0

I have a file (downloaded from somewhere on the www) that is encoded in CP819, and want to read it then further handle the data in UTF-8. Tried all the examples I could find here and elsewhere, nothing worked.

The furthest I could get:

with codecs.open(INFIL, mode='rb',encoding='cp819') as INPUT:
 DUMMY=INPUT.readline()
 print (DUMMY)

which gave me

UnicodeEncodeError: 'ascii' codec can't encode character u'\xe8' in position 5: ordinal not in range(128)

At offset 5 in the input file is the first character above ascii 128: the \xe8 is supposed to decode to 'è'.

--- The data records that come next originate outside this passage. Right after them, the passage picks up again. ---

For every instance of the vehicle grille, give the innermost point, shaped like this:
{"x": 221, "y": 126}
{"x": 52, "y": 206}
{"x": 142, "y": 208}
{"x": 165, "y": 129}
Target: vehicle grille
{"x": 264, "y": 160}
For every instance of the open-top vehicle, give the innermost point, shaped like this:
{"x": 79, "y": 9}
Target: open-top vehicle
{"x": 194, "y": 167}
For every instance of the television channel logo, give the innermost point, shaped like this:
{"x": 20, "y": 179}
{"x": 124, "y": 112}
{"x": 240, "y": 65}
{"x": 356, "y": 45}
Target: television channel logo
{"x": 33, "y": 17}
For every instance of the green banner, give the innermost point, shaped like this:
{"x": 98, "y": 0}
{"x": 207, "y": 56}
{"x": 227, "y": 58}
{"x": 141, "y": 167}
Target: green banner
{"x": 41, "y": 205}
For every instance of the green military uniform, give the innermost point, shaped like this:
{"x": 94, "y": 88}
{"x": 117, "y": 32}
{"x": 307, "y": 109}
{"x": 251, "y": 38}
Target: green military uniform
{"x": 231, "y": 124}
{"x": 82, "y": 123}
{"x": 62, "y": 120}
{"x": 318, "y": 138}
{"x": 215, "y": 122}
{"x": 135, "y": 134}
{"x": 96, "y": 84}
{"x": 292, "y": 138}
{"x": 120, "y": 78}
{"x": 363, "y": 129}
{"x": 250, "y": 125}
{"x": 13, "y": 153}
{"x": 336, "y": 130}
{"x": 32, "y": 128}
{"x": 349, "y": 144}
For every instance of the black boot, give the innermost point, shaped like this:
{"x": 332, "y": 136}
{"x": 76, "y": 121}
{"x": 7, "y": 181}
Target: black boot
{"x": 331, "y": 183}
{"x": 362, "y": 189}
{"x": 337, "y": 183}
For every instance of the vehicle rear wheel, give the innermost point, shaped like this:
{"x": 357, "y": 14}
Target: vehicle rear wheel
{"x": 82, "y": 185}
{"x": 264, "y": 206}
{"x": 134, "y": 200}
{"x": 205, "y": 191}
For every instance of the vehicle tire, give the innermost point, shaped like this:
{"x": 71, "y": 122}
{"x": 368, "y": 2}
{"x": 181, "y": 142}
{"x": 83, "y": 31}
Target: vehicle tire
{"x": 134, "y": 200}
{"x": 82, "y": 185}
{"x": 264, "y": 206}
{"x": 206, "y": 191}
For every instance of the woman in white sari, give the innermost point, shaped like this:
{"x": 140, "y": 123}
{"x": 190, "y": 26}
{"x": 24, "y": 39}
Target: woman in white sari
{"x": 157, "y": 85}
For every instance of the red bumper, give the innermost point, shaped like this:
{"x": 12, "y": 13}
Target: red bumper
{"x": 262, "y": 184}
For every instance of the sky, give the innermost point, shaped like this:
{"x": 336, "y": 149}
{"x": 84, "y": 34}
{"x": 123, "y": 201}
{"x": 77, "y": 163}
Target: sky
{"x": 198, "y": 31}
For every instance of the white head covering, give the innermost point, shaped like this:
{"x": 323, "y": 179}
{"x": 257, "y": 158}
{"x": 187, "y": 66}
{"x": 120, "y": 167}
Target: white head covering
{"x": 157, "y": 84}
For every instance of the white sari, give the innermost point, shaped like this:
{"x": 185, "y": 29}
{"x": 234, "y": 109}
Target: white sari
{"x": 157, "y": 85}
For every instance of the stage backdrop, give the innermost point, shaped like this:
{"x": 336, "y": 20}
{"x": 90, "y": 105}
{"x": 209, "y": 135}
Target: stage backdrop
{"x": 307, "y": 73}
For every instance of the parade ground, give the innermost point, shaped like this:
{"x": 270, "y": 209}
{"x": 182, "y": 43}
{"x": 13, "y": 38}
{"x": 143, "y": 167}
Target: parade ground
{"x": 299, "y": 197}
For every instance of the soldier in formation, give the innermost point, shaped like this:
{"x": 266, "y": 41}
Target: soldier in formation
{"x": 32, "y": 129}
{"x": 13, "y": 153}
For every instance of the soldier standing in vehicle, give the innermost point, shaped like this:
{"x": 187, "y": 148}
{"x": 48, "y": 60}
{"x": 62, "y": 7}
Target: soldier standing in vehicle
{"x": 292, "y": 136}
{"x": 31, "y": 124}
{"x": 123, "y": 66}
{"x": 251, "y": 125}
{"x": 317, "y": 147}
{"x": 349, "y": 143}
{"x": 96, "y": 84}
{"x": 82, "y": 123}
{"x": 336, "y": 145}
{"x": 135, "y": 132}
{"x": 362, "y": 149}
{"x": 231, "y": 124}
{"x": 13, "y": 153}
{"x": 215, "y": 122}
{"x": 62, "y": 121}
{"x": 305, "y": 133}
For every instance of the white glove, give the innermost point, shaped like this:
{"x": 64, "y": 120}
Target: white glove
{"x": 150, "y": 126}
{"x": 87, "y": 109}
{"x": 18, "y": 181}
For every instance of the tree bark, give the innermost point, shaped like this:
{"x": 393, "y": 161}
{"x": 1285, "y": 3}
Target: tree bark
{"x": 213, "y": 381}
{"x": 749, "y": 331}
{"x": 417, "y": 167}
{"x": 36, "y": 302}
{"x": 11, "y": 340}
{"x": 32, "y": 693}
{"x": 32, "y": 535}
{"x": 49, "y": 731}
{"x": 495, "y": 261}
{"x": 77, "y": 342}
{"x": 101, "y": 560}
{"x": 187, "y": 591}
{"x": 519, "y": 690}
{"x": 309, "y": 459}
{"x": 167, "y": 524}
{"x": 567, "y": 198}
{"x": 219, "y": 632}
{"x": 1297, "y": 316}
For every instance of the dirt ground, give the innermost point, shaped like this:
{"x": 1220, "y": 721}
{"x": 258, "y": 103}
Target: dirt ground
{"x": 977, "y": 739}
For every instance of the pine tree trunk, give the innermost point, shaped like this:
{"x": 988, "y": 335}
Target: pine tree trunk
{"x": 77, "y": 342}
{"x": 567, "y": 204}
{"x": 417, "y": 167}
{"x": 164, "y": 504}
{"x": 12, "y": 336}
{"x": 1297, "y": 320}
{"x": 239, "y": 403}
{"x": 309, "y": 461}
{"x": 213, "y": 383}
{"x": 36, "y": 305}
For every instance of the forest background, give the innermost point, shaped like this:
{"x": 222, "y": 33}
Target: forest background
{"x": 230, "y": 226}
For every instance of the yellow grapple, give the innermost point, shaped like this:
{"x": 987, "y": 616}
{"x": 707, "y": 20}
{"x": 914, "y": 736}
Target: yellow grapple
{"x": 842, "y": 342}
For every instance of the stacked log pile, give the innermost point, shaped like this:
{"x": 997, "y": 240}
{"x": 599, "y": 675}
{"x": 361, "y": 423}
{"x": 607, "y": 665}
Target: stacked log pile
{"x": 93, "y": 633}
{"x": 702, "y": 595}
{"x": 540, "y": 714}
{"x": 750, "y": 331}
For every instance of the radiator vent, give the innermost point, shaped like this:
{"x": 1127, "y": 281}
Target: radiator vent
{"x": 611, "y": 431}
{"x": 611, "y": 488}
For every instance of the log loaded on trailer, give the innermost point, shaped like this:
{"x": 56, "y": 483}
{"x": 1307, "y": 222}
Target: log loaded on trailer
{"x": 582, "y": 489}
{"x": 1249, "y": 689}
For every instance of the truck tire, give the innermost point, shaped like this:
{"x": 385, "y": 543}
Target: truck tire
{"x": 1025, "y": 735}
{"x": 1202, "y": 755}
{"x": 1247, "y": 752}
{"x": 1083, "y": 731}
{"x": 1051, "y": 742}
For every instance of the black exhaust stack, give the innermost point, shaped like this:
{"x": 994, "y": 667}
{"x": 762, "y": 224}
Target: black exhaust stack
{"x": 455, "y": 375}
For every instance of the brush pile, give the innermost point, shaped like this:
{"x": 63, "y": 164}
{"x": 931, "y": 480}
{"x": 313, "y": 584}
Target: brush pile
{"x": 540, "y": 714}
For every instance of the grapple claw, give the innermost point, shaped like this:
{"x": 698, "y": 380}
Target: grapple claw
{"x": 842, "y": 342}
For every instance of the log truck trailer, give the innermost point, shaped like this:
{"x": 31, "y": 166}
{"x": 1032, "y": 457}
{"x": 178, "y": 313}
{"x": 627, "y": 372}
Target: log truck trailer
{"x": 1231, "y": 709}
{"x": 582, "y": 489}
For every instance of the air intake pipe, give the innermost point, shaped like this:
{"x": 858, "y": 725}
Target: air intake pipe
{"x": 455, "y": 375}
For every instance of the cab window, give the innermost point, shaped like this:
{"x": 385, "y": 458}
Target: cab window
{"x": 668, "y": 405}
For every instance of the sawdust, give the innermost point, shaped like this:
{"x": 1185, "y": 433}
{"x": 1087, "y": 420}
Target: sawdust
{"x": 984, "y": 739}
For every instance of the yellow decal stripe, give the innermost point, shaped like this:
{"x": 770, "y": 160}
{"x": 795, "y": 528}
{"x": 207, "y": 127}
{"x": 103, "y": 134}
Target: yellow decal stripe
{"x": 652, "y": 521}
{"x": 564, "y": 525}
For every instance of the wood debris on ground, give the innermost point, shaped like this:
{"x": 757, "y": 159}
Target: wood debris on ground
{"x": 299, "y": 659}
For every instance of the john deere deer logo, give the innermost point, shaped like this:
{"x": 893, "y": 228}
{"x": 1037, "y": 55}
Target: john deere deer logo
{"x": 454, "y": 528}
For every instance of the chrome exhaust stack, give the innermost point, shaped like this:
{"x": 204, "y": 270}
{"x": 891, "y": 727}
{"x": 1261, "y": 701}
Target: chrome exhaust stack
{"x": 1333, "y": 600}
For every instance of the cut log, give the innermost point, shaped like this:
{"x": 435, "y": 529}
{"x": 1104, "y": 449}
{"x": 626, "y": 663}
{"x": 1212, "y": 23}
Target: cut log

Found a few pages concerning this error message, tried all suggestions I found, nothing helps.

Using python 2.7.6 on Ubuntu 14.04.1 LTS

falsetru
  • 357,413
  • 63
  • 732
  • 636
Karlchen9
  • 25
  • 5

1 Answers1

0

You can explicitly encode the unicode string using unicode.encode:

with codecs.open(INFIL, encoding='cp819') as f:
    line = line.readline()
    print line.encode('utf-8')

Another way is to invoke the python program with the environment PYTHONIOENCODING=utf-8 set.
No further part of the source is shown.